Multisystem Inflammatory Syndrome in Children (MIS-C) associated with SARS-CoV-2 infection is thought to be driven by a post-viral dysregulated immune response, where interleukin 6 (IL-6) might have a central role. In this setting, IL-6 inhibitors are prescribed as immunomodulation in cases refractory to standard therapy. To compare plasma IL-6 concentration between critically ill children with MIS-C and sepsis. A retrospective cohort study from previously collected data. Individual patient data were gathered from three different international datasets. Critically ill children between 1 month-old and 18 years old, with an IL-6 level measured within 48 h of admission to intensive care. Septic patients were diagnosed according to Surviving Sepsis Campaign definition and MIS-C cases by CDC criteria. We excluded children with immunodeficiency or immunosuppressive therapy. None. The primary outcome was IL-6 plasma concentration in MIS-C and sepsis group at admission to the intensive care unit.
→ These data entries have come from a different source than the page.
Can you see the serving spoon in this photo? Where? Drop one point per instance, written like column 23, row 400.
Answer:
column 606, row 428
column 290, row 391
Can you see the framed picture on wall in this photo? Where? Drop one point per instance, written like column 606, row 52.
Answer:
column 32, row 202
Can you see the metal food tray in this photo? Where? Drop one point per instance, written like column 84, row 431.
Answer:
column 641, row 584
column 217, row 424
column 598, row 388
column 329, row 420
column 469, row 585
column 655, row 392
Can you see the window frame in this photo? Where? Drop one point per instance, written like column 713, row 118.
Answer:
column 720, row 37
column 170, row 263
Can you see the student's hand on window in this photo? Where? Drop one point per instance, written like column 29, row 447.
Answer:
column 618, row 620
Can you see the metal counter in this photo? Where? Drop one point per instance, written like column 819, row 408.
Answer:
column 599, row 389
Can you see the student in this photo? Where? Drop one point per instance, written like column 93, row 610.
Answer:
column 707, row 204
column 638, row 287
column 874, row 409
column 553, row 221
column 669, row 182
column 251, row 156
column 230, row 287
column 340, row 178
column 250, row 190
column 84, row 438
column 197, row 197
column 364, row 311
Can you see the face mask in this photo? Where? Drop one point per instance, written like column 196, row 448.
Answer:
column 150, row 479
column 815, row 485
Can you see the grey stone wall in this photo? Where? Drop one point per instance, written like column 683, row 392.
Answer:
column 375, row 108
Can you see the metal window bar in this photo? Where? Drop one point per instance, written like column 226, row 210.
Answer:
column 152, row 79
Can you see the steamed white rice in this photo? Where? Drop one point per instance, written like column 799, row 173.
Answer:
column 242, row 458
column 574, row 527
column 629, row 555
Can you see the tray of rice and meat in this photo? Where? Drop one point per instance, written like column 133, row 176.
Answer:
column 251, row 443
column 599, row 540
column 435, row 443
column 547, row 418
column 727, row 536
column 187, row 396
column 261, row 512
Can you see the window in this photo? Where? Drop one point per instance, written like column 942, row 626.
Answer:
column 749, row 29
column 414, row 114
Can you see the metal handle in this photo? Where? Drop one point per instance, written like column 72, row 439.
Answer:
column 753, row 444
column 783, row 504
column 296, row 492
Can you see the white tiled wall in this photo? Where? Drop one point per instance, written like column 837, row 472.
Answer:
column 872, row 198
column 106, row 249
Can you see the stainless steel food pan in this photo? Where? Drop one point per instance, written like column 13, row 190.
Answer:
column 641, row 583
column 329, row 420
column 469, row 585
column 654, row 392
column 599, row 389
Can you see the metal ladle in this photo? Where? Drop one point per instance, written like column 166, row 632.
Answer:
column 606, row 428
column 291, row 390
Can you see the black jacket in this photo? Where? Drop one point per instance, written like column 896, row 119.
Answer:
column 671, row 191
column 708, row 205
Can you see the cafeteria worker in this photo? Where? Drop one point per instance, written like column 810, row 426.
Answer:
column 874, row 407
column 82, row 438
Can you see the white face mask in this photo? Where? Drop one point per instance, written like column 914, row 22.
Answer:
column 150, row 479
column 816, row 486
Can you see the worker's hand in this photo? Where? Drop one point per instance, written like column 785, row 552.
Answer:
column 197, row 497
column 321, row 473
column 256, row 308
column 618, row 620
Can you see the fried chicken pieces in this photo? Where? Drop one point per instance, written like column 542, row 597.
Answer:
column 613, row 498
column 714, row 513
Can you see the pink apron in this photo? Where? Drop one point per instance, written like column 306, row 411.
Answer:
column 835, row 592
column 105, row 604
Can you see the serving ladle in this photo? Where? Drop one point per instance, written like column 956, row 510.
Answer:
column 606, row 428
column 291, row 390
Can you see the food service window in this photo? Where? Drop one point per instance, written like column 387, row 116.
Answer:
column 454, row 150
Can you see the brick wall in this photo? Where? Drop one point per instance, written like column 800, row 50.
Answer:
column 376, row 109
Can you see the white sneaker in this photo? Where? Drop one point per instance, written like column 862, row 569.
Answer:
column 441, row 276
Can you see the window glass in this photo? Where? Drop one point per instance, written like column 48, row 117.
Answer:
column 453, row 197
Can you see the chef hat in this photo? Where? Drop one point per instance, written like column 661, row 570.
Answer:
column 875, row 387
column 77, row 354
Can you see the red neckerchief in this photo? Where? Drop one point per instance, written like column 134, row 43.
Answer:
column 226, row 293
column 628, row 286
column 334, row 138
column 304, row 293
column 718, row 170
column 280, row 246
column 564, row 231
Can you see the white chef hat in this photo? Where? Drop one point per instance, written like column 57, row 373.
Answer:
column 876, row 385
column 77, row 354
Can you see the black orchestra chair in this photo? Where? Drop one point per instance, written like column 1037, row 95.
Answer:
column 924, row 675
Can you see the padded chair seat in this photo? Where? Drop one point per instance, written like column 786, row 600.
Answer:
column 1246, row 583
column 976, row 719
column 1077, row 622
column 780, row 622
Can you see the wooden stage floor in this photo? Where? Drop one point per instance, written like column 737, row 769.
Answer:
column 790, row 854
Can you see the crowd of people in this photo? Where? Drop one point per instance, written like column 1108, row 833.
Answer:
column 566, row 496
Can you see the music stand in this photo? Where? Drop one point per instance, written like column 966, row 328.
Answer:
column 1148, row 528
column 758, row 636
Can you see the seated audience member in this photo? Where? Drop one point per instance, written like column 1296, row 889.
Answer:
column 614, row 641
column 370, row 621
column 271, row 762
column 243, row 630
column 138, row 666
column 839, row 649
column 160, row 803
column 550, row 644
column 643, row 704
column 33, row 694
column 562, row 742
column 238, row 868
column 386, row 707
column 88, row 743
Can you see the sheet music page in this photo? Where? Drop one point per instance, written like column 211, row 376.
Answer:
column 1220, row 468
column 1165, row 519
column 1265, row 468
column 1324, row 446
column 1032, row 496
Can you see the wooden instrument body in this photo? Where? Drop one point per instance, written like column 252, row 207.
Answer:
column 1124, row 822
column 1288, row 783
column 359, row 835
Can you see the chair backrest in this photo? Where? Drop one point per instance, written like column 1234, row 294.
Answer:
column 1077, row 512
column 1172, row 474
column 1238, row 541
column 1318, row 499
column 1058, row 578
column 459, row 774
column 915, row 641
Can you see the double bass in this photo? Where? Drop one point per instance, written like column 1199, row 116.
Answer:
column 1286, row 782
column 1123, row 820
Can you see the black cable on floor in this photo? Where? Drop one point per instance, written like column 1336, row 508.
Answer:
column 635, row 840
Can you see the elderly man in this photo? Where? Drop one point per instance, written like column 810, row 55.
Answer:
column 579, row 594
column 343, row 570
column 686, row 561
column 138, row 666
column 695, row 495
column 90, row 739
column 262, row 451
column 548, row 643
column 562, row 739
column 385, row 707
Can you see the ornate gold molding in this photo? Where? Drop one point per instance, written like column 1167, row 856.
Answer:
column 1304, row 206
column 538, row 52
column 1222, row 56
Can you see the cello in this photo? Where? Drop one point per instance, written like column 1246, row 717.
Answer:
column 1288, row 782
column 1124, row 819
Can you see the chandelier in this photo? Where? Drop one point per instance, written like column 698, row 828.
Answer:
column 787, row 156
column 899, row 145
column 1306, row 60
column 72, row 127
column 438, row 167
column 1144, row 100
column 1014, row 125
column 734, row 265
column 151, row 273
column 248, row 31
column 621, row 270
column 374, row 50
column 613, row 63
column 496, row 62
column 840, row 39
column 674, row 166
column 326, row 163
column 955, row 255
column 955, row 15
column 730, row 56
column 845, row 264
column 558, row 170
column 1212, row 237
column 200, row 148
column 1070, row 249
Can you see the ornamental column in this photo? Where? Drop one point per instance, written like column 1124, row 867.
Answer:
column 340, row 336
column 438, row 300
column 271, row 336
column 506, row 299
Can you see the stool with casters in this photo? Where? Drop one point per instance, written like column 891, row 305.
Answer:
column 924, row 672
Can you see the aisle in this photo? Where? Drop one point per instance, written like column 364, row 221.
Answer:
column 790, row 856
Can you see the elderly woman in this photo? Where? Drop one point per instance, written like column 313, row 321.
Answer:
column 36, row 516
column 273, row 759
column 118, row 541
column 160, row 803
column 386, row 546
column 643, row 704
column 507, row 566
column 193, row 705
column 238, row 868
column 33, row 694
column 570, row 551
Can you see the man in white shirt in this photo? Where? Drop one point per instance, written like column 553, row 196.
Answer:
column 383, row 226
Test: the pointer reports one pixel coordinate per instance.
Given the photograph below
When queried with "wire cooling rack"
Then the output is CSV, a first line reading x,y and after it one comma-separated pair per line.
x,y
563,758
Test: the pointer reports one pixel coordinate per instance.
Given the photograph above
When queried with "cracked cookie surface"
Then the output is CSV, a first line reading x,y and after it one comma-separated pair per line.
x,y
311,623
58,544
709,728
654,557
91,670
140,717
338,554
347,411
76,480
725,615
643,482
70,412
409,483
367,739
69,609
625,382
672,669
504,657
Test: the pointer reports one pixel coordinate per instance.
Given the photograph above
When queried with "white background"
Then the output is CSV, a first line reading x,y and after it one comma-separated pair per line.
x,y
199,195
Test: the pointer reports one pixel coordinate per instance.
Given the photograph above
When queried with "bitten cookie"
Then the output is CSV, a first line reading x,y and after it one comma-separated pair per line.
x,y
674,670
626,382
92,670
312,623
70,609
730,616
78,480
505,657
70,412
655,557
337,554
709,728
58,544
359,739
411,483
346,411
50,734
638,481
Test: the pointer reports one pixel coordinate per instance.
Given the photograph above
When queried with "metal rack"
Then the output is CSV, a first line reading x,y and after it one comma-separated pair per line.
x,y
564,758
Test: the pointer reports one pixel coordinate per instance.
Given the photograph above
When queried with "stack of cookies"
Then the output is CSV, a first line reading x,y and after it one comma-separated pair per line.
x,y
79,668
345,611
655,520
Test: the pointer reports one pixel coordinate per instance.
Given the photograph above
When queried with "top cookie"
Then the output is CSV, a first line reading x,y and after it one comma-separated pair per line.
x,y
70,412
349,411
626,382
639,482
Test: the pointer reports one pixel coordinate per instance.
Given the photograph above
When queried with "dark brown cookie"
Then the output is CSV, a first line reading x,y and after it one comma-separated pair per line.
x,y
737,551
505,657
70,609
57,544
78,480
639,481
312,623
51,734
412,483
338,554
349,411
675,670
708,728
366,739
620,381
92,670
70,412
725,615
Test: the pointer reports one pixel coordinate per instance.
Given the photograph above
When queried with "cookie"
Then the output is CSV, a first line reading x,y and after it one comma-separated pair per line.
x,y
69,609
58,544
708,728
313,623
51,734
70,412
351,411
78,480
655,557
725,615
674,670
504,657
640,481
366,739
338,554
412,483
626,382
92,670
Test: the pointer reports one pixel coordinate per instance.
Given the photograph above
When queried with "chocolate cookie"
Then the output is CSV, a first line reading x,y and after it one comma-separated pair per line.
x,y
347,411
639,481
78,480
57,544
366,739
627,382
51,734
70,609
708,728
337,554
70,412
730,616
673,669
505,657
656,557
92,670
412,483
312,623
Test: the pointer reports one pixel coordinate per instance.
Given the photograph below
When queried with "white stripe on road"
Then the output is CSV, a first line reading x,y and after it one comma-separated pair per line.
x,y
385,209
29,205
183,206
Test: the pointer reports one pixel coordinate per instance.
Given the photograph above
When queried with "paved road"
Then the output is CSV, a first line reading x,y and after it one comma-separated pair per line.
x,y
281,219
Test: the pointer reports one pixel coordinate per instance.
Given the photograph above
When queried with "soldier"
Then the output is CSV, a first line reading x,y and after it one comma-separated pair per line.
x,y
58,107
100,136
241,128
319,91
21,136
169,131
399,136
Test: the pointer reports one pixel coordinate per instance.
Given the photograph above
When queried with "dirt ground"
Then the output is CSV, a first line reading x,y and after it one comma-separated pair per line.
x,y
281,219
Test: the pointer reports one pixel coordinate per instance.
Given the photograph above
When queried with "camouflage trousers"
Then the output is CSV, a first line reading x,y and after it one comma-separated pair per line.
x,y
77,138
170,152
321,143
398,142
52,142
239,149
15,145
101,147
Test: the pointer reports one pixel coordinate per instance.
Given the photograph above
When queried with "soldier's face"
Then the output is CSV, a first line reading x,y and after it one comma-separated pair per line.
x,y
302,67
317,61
We described demographics, inflammatory biomarkers, and clinical outcomes for both groups. A subgroup analysis for shock in each group was done. We analyzed 66 patients with MIS-C and 44 patients with sepsis. MIS-C cases were older [96 (48, 144) vs. 20 (5, 132) months old, < 0.01], but no differences in sex (41 vs. 43% female, = 0.8) compared to septic group. Mechanical ventilation use was 48.5 vs. 93% ( < 0.001), vasoactive drug use 79 vs. 66% ( = 0.13), and mortality 4.6 vs. 34.1% ( < 0.01) in MIS-C group compared to sepsis. IL-6 was 156 (36, 579) ng/dl in MIS-C and 1,432 (122, 6,886) ng/dl in sepsis ( < 0.01), while no significant differences were observed in procalcitonin (PCT) and c-reactive protein (CRP). 52/66 (78.8%) patients had shock in MIS-C group, and 29/44 (65.9%) had septic shock in sepsis group. Septic shock had a significantly higher plasma IL-6 concentration than the three other sub-groups. Differences in IL-6, CRP, and PCT were not statistically different between MIS-C with and without shock. IL-6 plasma concentration was elevated in critically ill MIS-C patients but at levels much lower than those of sepsis. Furthermore, IL-6 levels don't discriminate between MIS-C cases with and without shock. These results lead us to question the role of IL-6 in the pathobiology of MIS-C, its diagnosis, clinical outcomes, and, more importantly, the off-label use of IL-6 inhibitors for these cases.
与严重急性呼吸综合征冠状病毒2(SARS-CoV-2)感染相关的儿童多系统炎症综合征(MIS-C)被认为是由病毒后免疫反应失调驱动的,其中白细胞介素6(IL-6)可能起核心作用。在这种情况下,IL-6抑制剂被用作标准治疗难治性病例的免疫调节药物。为比较重症MIS-C患儿和脓毒症患儿的血浆IL-6浓度。一项基于先前收集数据的回顾性队列研究。从三个不同的国际数据集中收集个体患者数据。年龄在1个月至18岁之间的重症患儿,其IL-6水平在重症监护入院后48小时内测量。脓毒症患者根据拯救脓毒症运动定义进行诊断,MIS-C病例根据美国疾病控制与预防中心(CDC)标准诊断。我们排除了免疫缺陷或接受免疫抑制治疗的儿童。无。主要结局是重症监护病房入院时MIS-C组和脓毒症组的IL-6血浆浓度。我们描述了两组的人口统计学、炎症生物标志物和临床结局。对每组休克情况进行了亚组分析。我们分析了66例MIS-C患者和44例脓毒症患者。MIS-C病例年龄更大[96(48,144)个月对20(5,132)个月,P<0.01],但与脓毒症组相比,性别无差异(女性分别为41%对43%,P = 0.8)。MIS-C组机械通气使用率为48.5%对93%(P<0.001),血管活性药物使用率为79%对66%(P = 0.13),死亡率为4.6%对34.1%(P<0.01)。MIS-C组IL-6为156(36,579)ng/dl,脓毒症组为1432(122,6886)ng/dl(P<0.01),而降钙素原(PCT)和C反应蛋白(CRP)无显著差异。MIS-C组52/66(78.8%)患者发生休克,脓毒症组29/44(65.9%)患者发生脓毒症休克。脓毒症休克患者的血浆IL-6浓度显著高于其他三个亚组。有休克和无休克的MIS-C患者在IL-6、CRP和PCT方面的差异无统计学意义。重症MIS-C患者的IL-6血浆浓度升高,但水平远低于脓毒症患者。此外,IL-6水平无法区分有休克和无休克的MIS-C病例。这些结果使我们质疑IL-6在MIS-C病理生物学、诊断、临床结局中的作用,更重要的是,质疑IL-6抑制剂在这些病例中的超说明书使用情况。